The QA framework read document/text and answer questions about it. It is using Sequence model, different NLP features and data of Microsoft Research WikiQA Corpus.
The train and test data set contains the following attributes:
- QuestionID
- Question
- DocumentID
- DocumentTitle
- SentenceID
- Sentence
- Label (answer sentence, if label=1)
Construct three different types of data from raw for training the model: Question, Document and Answer as following figure. To construct the document data, we concatenate (with space) each sentence that has same DocumentID. To construct the answer data, we use the sentence that has Label as 1.

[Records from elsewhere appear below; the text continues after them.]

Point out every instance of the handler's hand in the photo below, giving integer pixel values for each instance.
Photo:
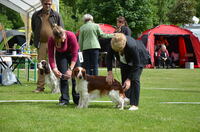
(67, 74)
(127, 84)
(57, 73)
(110, 79)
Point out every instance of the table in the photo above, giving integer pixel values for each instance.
(18, 57)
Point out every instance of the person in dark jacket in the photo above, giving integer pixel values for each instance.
(132, 56)
(122, 26)
(42, 24)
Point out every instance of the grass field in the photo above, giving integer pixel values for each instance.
(157, 86)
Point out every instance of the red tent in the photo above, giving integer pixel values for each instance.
(179, 40)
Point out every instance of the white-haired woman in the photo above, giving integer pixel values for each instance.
(132, 56)
(89, 43)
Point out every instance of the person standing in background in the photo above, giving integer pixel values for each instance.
(122, 26)
(132, 56)
(42, 24)
(63, 56)
(89, 44)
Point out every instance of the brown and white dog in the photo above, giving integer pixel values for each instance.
(90, 87)
(50, 79)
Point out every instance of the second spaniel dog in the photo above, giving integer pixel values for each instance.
(91, 87)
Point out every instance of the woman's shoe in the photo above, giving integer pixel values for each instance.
(133, 107)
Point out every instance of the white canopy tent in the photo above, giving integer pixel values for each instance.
(26, 8)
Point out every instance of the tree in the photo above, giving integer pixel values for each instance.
(9, 18)
(182, 12)
(162, 9)
(137, 12)
(198, 8)
(70, 15)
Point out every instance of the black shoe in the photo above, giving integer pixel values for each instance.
(63, 104)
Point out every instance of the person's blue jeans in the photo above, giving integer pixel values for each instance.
(63, 60)
(90, 63)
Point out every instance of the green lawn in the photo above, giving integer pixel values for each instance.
(157, 86)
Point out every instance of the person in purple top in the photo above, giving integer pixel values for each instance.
(63, 55)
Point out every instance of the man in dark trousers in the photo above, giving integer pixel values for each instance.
(42, 25)
(132, 56)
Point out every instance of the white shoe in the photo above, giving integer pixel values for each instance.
(132, 108)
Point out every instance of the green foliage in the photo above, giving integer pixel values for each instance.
(182, 12)
(70, 16)
(5, 22)
(198, 8)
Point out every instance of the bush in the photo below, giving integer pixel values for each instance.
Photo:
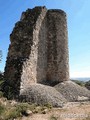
(87, 84)
(2, 108)
(53, 117)
(81, 83)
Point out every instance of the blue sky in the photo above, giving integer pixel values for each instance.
(78, 19)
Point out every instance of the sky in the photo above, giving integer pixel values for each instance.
(78, 21)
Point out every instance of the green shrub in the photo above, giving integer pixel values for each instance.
(1, 94)
(53, 117)
(2, 108)
(81, 83)
(87, 84)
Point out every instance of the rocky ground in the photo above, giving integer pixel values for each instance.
(71, 111)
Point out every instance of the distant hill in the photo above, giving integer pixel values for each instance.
(81, 79)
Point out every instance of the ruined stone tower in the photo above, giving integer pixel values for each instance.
(38, 52)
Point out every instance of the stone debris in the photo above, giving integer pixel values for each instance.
(73, 92)
(41, 95)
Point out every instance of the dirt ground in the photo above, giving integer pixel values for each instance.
(71, 111)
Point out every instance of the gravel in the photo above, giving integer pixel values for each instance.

The following figure shows the original raw data:
Please refer to the report.pdf for more details
The pre-trained word embedding layer used is gloVe with word vector size = 100, which is the size that is popular in industry and it is reasonable in terms of computational time and performance as having largest size does not seems to improve performance significantly while computational time and memory usage increases the same time.
There are 4 different Features have been extracted from the Dataset. They are the
- PoS tags
- TF-IDF
- Named Entity tags
- Word match feature
To quickly summarise, the best features is Word match feature in terms of training accuracy. One potential reason is that Word Match Feature directly exposes mutual information between Document and Question as Word match contains information about tokens appear on both Document and Question.
Instead of using one single end to end sequence model, a Pipeline of 2 different sequence models were involved. On the following figures there are 2 different sequence model, the top one is a Binary Model that classify if a given doc and question has answer or not. While on the bottom one is a Multi-Label sequence model, that predicts start and end token position given a doc and question.
The reason for using a Pipeline is that the labels distribution are highly Imbalance.
There are 1666 class (i.e. 1666 possible position of start and end tokens), and most of the data contains no answer, thus belongs class 0. While the rest of the data are spread out over classes 1-1665(i.e. 60% of class 0, with the rest 40% of data spread out over classes 1-1665 thus each class has average of 0.4/1665 proportion), which is very difficult to train a sequence model with good performance on this highly imbalanced dataset, especially when Colab has limited computational resource for training a high capacity model architecture.